Commit graph

18 commits

Author SHA1 Message Date
Kevin Turcios
e7fdae0db6 Add blackbox benchmark VM infra
D2s_v5 (non-burstable, 2 vCPU, 8 GB) with cloud-init provisioning,
CPU-pinned benchmarks, and A/B comparison scripts.
2026-04-29 03:12:19 -05:00
Kevin Turcios
ffadf16147
chore: add standup dashboard with CI audit integration (#36)
Dash app at .codeflash/standups/ for weekly eng meetings. Pulls live PR data across 4 org repos, renders markdown standup notes, integrates CI audit report with corrected billing numbers from real GitHub API data.

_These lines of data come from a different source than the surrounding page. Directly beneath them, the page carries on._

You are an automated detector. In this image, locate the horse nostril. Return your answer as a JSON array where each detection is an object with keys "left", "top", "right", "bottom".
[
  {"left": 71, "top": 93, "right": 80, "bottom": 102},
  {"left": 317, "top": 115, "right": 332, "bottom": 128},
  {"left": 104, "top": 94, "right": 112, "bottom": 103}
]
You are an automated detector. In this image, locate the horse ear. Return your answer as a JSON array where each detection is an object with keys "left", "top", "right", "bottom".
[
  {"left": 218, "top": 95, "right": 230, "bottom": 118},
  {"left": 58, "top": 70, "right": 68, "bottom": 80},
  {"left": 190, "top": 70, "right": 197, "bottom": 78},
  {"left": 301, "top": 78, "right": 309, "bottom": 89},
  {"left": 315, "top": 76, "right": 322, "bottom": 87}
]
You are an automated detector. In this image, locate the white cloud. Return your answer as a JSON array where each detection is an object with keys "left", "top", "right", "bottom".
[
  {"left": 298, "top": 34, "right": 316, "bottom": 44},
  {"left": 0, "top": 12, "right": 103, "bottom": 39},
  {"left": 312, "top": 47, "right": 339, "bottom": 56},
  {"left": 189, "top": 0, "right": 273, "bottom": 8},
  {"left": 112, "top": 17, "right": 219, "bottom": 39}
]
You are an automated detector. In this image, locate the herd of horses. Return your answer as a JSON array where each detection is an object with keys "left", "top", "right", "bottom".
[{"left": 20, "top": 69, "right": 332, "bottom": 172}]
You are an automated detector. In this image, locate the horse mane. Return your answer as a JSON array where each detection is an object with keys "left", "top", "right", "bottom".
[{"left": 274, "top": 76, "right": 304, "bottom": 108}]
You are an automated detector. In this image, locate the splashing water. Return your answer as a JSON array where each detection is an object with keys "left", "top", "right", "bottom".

Deployed to Plotly Cloud.
2026-04-23 18:52:33 -05:00
Kevin Turcios
3ee9c22c8e
fix: resolve all ruff lint errors across repo (#38)
* fix: resolve all ruff lint errors across repo

Auto-fixed 31 errors (unused imports, formatting, simplifications).
Manually fixed 14 remaining:
- EXE001: removed shebangs from non-executable bench scripts
- C417: replaced map(lambda) with generator expression
- C901/PLR0915: extracted _write_and_instrument_tests from generate_ai_tests
- C901/PLR0912: extracted _parse_toml_addopts and _ini_section_name from modify_addopts
- RUF001/RUF002: replaced ambiguous Unicode chars (en dash, multiplication sign)
- FBT002: made boolean params keyword-only in report functions
- E402: moved `import re` to top of file in security reports

* fix: resolve pre-existing mypy errors across packages

- _testgen.py: annotate `generated` as `str` to avoid no-any-return
- _test_runner.py: use str() for TimeoutExpired stdout/stderr (bytes|str),
  remove unused type: ignore on proc.kill()
- _candidate_eval.py: annotate `speedup` as `float` to avoid no-any-return
  from lazy-loaded performance_gain
2026-04-23 10:22:42 -05:00
Kevin Turcios
c492164fbf Add codeflash org CI audit case study and interactive Dash report
Case study in .codeflash/krrt7/codeflash-ai/ci-audit/ with README,
status, and raw data (fork activity, PRs merged).

Interactive Dash report in reports/codeflash-ci-audit/ with two tabs:
Executive Summary (hero metrics, cost impact charts, before/after) and
Full Detail (fork breakdown, findings table, PR inventory, methodology).

Key numbers: 71% fewer workflow runs, ~$12K/yr in Enterprise overage
savings, 200+ forks disabled, 11 PRs merged across 2 repos.
2026-04-23 03:56:04 -05:00
Kevin Turcios
0901db9fee Update coveragepy status after E2E validation session 2026-04-21 21:19:24 -05:00
Kevin Turcios
edfdd231e0 Use attrs fork with deferred inspect import
Point attrs dependency at local fork (KRRT7/attrs perf/defer-inspect-import)
which defers the ~12ms inspect import until first class build. Temporary
override until upstream merges python-attrs/attrs#1547.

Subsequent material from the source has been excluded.